A key aspect of management development that cannot be ignored is how to deal with conflict. We go to Alan Godwin, a psychologist, for guidance.
In management, people get close to people which means problems with people. If you handle those problems well, then there is closeness. If you do not handle those problems well, then there is not closeness. Closeness in management means trust, communication, and collaboration–a result of good conflict.
Good conflict has positive outcomes. It might feel awkward or bad in the process, but the results are good.
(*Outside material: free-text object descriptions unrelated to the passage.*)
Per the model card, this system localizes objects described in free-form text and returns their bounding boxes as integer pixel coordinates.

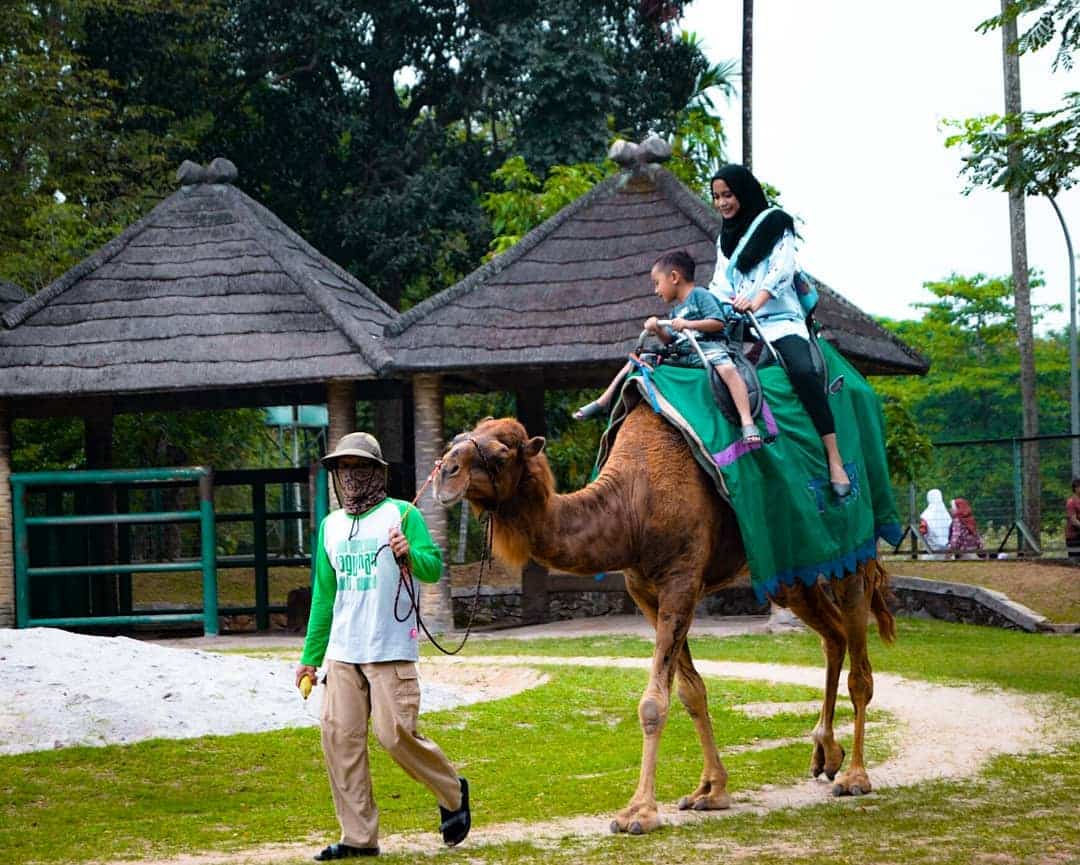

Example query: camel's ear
[524,436,546,457]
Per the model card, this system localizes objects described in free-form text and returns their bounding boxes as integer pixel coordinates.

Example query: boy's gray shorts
[672,343,735,368]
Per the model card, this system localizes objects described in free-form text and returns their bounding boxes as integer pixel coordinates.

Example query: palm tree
[742,0,753,170]
[1000,0,1042,539]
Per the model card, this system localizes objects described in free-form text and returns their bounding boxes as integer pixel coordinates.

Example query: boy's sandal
[313,843,379,860]
[439,777,471,847]
[740,424,763,445]
[573,400,608,422]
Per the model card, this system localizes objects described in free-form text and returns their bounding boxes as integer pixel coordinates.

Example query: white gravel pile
[0,628,529,755]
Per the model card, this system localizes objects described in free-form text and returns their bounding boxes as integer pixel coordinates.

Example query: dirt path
[102,653,1071,865]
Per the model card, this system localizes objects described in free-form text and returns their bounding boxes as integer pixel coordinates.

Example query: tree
[948,0,1080,514]
[741,0,753,171]
[979,0,1080,71]
[875,272,1072,536]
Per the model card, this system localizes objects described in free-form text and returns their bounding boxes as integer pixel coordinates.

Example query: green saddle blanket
[596,339,902,601]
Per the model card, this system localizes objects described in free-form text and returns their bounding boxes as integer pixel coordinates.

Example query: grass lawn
[0,667,869,864]
[6,623,1075,864]
[457,617,1080,698]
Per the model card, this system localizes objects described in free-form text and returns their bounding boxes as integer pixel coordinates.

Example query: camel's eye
[488,443,512,467]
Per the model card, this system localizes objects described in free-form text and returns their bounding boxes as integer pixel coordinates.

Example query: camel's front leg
[674,642,731,811]
[831,567,874,796]
[610,590,693,835]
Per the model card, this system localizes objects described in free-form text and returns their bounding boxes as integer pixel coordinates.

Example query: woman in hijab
[707,164,851,496]
[918,488,951,554]
[948,497,984,555]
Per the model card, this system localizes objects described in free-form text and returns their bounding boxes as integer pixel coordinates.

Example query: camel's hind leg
[778,582,847,780]
[673,640,731,811]
[612,577,697,835]
[830,563,879,796]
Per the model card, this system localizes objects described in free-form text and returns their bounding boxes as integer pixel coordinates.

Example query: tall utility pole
[1001,2,1042,538]
[742,0,753,171]
[1047,197,1080,476]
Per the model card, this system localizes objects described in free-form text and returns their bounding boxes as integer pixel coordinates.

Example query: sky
[679,0,1079,332]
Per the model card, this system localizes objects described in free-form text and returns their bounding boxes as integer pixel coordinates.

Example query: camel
[434,406,896,835]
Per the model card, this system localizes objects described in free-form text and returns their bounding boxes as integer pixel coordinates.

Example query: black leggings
[772,334,835,437]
Good conflict enables a person to say:
- We argue but we work through our problems.
- We settle things and forget about them.
- We do well with each other despite our differences.
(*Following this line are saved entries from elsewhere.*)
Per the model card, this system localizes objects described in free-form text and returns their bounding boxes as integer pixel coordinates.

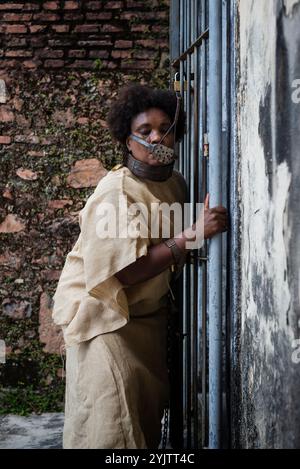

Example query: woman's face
[126,107,175,166]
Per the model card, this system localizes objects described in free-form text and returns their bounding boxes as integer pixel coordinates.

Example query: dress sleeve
[79,183,150,299]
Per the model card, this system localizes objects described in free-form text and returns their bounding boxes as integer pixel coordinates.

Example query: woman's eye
[138,129,151,135]
[138,127,170,137]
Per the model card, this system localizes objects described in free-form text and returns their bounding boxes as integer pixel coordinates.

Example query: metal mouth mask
[129,134,176,164]
[129,93,182,165]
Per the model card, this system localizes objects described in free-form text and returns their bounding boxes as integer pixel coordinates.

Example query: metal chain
[162,406,169,449]
[161,288,175,449]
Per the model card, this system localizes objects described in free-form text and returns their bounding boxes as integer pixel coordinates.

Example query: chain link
[161,287,175,449]
[162,407,169,448]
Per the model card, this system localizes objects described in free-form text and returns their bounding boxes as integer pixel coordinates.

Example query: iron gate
[169,0,232,449]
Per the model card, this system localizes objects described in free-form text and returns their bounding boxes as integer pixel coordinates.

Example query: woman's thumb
[204,193,209,209]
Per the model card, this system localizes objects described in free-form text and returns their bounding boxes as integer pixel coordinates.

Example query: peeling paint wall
[233,0,300,448]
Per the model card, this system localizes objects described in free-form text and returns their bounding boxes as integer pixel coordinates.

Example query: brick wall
[0,0,169,71]
[0,0,170,414]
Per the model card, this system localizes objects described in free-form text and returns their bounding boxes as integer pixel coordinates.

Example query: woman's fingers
[202,195,229,236]
[218,213,228,220]
[211,206,227,214]
[204,193,210,209]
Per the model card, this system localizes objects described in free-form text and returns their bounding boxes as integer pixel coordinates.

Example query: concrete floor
[0,413,170,449]
[0,413,64,449]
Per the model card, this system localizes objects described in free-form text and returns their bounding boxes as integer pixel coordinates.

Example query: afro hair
[106,83,186,154]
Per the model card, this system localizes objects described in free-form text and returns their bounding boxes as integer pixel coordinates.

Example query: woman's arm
[115,194,228,287]
[114,229,192,287]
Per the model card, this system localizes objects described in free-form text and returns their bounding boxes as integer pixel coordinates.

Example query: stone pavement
[0,413,64,449]
[0,413,171,449]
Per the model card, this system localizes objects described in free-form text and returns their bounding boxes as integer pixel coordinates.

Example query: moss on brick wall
[0,0,171,415]
[0,67,170,415]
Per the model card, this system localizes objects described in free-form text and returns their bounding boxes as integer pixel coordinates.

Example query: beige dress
[52,164,187,449]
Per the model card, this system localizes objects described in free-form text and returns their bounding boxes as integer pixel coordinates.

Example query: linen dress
[52,164,187,449]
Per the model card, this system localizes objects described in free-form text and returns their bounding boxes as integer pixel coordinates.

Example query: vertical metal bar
[169,0,184,450]
[185,0,192,449]
[204,0,210,447]
[191,0,200,449]
[169,0,179,150]
[196,0,209,449]
[179,0,184,175]
[180,0,189,448]
[208,0,223,449]
[188,0,197,449]
[195,0,201,450]
[197,0,201,36]
[177,0,187,449]
[170,0,180,63]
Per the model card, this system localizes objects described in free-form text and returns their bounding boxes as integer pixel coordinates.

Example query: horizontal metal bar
[187,253,209,264]
[197,256,208,262]
[171,28,209,68]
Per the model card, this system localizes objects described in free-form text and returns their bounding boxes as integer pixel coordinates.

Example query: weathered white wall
[234,0,300,448]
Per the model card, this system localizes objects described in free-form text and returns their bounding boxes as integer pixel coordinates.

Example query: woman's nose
[149,130,163,144]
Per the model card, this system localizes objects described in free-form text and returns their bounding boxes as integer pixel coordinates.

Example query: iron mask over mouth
[129,93,182,165]
[129,134,176,165]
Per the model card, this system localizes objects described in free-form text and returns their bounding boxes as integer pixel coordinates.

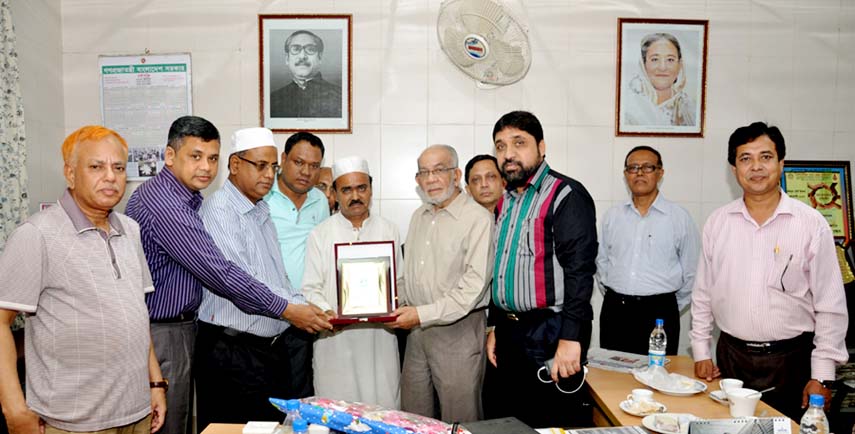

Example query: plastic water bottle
[292,419,308,434]
[799,394,829,434]
[648,318,667,367]
[280,399,301,434]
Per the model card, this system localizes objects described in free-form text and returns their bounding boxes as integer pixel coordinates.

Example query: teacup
[627,388,654,403]
[727,388,761,417]
[719,378,744,397]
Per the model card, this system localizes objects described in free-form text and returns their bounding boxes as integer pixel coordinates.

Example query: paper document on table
[540,426,645,434]
[586,348,670,373]
[688,418,791,434]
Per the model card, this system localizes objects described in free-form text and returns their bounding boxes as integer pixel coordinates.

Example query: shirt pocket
[522,218,544,257]
[766,253,809,297]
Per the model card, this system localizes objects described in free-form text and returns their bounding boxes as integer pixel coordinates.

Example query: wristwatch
[150,379,169,392]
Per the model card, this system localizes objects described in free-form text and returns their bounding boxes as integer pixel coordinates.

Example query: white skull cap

- I’m handling my conflict with that person in the healthiest way possible.
- I don’t let that person get to me like I used to.
How does good conflict help us?
In management development, what are the benefits of teaching conflict skills?
Good conflict solves problems. The issues may not be pleasant to discuss, but the pain of avoiding them is greater than the temporary discomfort of discussing and resolving them.
Good conflict feels positive. It may not feel so great in the middle of it, but it feels great to get through it and lay conflict problems to rest. Good conflict is a morale booster.
Good conflict strengthens hope. If a person seeks good conflict, it will be found and good feelings follow. The best way to feel hopeful about work relationships is to have good conflict.
Good conflict increases energy. Conflict is tiring, but by working through and solving a conflict problem, individuals gain more energy then is expended.
Good conflict enhances trust. Good conflict enables individuals to work together and have trust in work relationships.